Wana be friends?
Sure
In #6, you annotated 5...a1=Q a blunder, however you did take note that it was forced, so it can't be a blunder. Also it can't be a puzzle because you could promote to any piece, not just a queen, and white would still checkmate.
here's the position:
#2 has no solution - considering that the bishop on f5 is illegal if white plays top to bottom and the smothered mate fails if he plays bottom to top.
#3 has several solutions though not in 1 move.

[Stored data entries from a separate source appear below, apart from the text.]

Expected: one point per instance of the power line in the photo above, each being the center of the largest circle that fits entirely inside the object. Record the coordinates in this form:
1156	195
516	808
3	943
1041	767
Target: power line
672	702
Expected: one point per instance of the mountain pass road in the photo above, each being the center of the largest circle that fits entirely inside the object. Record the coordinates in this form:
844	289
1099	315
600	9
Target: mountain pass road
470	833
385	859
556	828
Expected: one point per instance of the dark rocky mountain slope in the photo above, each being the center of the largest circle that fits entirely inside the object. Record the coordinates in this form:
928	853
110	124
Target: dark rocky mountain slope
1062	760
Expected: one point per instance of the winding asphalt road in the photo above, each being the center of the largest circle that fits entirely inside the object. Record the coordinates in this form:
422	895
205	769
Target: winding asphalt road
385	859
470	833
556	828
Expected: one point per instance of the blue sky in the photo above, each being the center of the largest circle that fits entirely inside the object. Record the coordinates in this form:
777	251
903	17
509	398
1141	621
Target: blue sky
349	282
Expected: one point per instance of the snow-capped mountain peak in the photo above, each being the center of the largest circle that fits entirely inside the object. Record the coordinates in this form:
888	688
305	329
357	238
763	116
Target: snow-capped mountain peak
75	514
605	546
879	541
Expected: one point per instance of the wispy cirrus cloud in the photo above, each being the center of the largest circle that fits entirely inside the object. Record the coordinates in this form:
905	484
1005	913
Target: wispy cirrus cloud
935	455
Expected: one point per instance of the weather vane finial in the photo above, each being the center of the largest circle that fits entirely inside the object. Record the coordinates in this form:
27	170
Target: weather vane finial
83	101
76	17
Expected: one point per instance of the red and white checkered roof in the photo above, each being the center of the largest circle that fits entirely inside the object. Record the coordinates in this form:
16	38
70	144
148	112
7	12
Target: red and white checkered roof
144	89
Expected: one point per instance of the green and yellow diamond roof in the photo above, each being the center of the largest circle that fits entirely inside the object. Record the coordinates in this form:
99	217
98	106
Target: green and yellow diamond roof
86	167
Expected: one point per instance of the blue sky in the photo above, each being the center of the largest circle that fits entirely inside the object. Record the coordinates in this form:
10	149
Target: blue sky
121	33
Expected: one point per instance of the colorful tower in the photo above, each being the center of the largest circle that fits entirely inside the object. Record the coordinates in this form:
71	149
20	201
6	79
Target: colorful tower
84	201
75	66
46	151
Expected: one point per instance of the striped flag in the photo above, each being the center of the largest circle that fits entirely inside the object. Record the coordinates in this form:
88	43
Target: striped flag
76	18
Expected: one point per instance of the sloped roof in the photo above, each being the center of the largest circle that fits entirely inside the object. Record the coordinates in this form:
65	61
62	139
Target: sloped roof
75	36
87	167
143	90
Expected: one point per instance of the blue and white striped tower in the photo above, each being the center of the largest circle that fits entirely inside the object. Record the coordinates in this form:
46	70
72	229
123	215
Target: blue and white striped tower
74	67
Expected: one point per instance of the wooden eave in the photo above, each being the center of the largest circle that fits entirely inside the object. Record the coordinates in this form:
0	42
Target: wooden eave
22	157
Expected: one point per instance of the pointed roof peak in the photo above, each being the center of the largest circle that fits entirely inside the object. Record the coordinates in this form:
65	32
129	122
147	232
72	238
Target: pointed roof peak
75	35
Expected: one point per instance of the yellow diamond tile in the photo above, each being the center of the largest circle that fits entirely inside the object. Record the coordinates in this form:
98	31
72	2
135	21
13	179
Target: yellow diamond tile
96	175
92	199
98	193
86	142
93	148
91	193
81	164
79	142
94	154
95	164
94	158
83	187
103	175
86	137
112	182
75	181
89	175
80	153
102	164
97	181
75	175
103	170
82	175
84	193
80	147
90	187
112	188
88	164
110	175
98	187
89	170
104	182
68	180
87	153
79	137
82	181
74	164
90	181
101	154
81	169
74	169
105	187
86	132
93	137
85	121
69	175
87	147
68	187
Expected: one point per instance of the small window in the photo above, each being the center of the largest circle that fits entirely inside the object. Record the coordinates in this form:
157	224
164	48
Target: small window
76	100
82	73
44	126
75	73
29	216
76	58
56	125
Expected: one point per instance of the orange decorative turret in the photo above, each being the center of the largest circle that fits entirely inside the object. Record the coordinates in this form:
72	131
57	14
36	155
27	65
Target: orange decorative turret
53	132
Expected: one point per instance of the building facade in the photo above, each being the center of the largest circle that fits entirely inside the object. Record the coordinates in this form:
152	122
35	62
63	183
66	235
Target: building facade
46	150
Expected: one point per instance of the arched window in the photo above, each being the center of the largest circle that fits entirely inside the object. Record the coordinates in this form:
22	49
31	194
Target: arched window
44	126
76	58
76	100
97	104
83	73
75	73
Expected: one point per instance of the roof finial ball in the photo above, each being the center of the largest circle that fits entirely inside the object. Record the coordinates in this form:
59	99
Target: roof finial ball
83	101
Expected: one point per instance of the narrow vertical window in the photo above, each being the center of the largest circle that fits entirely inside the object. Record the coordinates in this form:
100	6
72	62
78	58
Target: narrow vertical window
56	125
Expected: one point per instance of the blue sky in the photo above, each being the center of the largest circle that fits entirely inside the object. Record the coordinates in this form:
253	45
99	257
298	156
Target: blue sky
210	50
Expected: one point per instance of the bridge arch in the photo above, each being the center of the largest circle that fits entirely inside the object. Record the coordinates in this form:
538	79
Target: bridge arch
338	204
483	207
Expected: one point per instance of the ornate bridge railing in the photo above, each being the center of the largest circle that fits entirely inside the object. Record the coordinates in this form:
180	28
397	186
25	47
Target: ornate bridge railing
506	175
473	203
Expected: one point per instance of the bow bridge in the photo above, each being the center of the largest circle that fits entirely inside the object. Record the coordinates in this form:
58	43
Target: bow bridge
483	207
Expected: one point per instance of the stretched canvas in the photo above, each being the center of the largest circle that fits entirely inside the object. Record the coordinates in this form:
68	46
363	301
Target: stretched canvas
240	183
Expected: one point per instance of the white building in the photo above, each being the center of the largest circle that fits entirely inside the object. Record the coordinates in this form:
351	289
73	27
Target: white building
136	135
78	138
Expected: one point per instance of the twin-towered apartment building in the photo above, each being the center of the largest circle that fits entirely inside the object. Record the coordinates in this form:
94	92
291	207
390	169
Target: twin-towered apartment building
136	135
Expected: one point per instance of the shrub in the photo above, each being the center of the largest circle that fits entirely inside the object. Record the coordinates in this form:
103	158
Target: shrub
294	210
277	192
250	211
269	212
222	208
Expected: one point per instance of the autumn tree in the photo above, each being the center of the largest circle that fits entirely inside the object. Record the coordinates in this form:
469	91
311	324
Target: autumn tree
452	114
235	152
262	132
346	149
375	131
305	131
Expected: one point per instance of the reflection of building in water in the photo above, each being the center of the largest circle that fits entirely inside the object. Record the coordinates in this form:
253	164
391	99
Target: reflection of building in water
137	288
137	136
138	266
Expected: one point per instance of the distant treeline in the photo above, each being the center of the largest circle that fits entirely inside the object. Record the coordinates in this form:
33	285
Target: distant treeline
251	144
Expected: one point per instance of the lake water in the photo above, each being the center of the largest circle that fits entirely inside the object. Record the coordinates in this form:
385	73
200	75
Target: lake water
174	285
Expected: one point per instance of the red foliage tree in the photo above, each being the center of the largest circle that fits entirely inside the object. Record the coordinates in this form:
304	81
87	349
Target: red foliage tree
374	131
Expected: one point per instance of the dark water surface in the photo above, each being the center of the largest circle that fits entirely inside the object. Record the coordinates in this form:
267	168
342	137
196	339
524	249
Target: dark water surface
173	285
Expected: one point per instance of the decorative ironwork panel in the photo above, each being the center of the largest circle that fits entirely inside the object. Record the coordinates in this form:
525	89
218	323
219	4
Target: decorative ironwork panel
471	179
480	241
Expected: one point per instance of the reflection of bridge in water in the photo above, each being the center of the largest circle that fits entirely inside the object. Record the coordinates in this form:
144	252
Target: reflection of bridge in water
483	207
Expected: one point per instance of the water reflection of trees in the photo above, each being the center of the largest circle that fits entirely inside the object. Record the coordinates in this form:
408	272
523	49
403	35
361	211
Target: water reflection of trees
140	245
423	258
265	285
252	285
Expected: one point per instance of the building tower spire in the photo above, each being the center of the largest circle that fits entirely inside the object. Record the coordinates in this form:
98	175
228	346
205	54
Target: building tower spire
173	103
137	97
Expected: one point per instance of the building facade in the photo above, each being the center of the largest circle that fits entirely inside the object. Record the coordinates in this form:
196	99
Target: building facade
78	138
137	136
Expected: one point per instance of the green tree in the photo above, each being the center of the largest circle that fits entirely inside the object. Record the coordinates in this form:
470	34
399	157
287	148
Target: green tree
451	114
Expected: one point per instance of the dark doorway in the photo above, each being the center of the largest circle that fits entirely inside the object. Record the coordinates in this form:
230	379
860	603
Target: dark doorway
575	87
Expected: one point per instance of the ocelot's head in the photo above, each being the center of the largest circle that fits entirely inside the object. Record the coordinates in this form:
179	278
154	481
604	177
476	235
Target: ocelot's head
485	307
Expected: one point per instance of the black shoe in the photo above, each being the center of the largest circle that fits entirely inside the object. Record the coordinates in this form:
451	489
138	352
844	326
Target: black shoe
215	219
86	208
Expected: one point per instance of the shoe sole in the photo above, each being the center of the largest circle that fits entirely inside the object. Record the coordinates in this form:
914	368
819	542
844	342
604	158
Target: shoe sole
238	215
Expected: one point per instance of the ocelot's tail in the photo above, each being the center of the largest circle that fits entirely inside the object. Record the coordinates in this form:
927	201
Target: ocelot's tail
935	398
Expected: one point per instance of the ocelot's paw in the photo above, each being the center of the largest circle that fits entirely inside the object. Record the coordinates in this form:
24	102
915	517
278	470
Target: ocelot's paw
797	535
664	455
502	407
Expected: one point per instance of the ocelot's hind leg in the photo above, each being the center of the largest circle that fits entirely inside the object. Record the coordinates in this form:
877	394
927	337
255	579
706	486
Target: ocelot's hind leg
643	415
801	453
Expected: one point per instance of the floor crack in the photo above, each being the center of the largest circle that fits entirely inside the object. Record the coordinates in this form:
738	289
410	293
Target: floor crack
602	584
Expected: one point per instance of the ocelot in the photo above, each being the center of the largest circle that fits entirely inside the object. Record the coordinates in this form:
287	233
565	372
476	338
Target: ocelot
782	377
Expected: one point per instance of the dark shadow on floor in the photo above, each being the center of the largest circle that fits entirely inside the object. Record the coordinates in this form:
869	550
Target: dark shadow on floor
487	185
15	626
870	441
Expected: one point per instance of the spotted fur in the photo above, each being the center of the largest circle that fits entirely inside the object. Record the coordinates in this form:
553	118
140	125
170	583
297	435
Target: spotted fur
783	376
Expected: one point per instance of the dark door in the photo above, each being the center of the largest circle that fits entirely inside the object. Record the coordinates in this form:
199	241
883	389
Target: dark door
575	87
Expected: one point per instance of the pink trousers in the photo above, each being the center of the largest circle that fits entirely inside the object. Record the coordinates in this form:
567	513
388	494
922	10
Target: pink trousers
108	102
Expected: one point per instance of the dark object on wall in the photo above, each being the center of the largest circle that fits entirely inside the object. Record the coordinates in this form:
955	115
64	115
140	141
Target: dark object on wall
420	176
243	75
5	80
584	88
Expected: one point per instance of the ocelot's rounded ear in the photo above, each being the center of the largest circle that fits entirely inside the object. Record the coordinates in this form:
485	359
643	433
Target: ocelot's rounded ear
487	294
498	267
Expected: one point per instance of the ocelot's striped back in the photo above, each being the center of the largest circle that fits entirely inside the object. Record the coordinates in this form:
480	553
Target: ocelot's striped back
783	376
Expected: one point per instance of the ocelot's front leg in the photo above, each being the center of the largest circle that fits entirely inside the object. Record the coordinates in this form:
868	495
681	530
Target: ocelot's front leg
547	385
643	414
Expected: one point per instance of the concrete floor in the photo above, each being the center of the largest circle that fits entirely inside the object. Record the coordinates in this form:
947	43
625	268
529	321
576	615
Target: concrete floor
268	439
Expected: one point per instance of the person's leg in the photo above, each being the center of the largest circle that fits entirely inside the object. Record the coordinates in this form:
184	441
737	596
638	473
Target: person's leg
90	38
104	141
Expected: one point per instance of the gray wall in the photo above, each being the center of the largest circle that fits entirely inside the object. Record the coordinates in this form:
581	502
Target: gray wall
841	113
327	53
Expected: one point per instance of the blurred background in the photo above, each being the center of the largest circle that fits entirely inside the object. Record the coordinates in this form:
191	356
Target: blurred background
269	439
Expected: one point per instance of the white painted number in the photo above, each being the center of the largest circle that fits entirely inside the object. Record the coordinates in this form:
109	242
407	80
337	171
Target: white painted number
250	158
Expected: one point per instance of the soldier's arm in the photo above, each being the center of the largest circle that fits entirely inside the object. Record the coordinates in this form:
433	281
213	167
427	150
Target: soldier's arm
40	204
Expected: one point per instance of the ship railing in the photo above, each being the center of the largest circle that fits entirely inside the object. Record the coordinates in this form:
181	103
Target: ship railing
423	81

That doesn't make any sense at all lol #2 absolutely works, at least with black to move, which it is. What do you mean by "if white plays top to bottom and the smothered mate fails if he plays bottom to top" I don't understand what you're talking about with all this top to bottom and bottom to top stuff
#3 only has one solution, Nd3#. And by the way, I checked all the positions with the engine. They are all correct.
Puzzle positions need to be legal (achievable when playing a legal chess game) and the one in #2 is not. Unless you play the diagram assuming that white's 16 units started from the bottom but then there is no smothered mate solution because white will capture the black queen with his pawn and promote; Pa7xQb8=Q.
You are right about #3. The diagram states "1-0" which in "puzzle vocabulary" means "white wins" in any number of moves However I apparently missed the text after the diagram which presumably instructs us to mate in 1. Of course, there is only one mate in 1 move. The real issue is that chess.com does not conform to standard notation for chess problems. If it did the diagram caption would read: "#1" (mate in 1) rather than "1-0" (white wins).
Aha! I wasn't thinking about the fact that the bishop couldn't have ever left f1 in a legal game. Lol thanks for pointing that out. Also "1-0" doesn't have to do with "puzzle vocabulary" as it's used in chess games to indicate the result of the game (for example in scoresheets after a tournament game). It is not limited to puzzles.